In a statement, President Nicolas Sarkozy paid tribute to Ms. Desroches Noblecourt as the “grande dame of the Nile,” who blended scientific rigor with the qualities of “the most passionate of educators.”

After Egyptian officials began planning the Aswan High Dam project on the Nile in 1954, Ms. Desroches Noblecourt met Nasser to air concerns that 32 ancient temples and chapels in southern Nubia were facing submersion.

In an interview with Le Monde newspaper in 2007, she recalled how she told him “let me handle it, I’ll go talk to UNESCO on your behalf,” she was quoted as saying. “He trusted me and let me do it. He was brilliant.”

Paris-based UNESCO then helped mobilise nearly 50 countries for a vast project in the 1960s to dismantle, move and reconstruct the antiquities — including massive statues of Pharaoh Ramses II at Abu Simbel, which were broken down into 1,000 pieces and rebuilt over four years.

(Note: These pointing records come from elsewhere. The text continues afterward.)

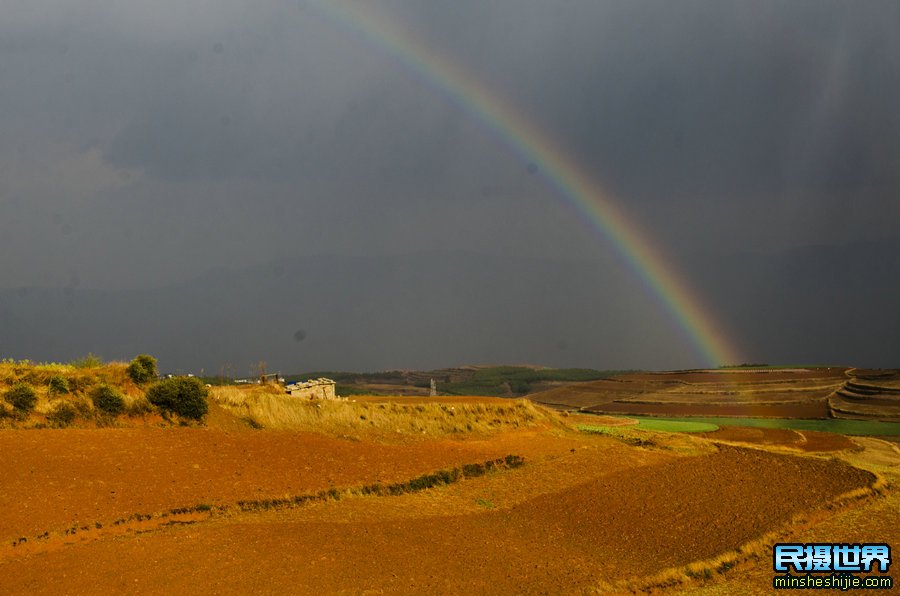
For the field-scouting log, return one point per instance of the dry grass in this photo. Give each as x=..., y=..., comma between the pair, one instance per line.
x=80, y=381
x=268, y=407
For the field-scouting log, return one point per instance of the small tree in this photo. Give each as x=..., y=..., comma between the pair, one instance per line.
x=21, y=397
x=142, y=369
x=185, y=396
x=108, y=400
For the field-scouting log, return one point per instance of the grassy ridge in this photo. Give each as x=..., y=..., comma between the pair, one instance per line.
x=268, y=407
x=497, y=381
x=841, y=427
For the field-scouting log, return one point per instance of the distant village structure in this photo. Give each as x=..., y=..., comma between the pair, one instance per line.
x=320, y=388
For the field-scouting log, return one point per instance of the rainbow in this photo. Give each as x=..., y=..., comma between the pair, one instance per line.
x=571, y=183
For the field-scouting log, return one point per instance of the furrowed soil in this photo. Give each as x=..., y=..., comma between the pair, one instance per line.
x=583, y=510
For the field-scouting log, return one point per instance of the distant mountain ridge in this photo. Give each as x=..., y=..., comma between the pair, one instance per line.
x=432, y=310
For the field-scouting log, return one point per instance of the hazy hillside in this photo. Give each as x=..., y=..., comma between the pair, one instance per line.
x=429, y=310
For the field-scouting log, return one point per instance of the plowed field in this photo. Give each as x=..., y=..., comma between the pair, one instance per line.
x=584, y=509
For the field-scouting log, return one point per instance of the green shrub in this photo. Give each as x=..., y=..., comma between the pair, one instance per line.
x=108, y=400
x=21, y=397
x=62, y=415
x=185, y=396
x=57, y=385
x=142, y=369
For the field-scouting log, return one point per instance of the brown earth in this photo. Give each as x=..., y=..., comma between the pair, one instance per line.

Ms. Desroches Noblecourt helped organise a Louvre exhibit in 1967 about King Tut’s treasure that drew more than a million visitors.

During World War II, Ms. Desroches Noblecourt frequented some members of the French Resistance and was arrested in December 1940. “I thought I was done for,” she told Le Monde. “I told them what I thought of them, and I don’t know why, they let me go after two days.”

Christiane Ziegler, a former curator at the Louvre’s Egyptology department, called Ms. Desroches Noblecourt “very dynamic, but also very tiring — she wanted everything done in a minute! She had a lot of charisma and spoke well, and really cared for the greater public.”

Ms. Desroches Noblecourt wrote dozens of books, including The Fabulous Heritage of Egypt that was a best-seller in France in 2004 and 2005.

A funeral was planned on Monday in the nearby town of Mondemont-Montgivroux, according to Ms. Francoise, of the retirement home. She is survived by a son.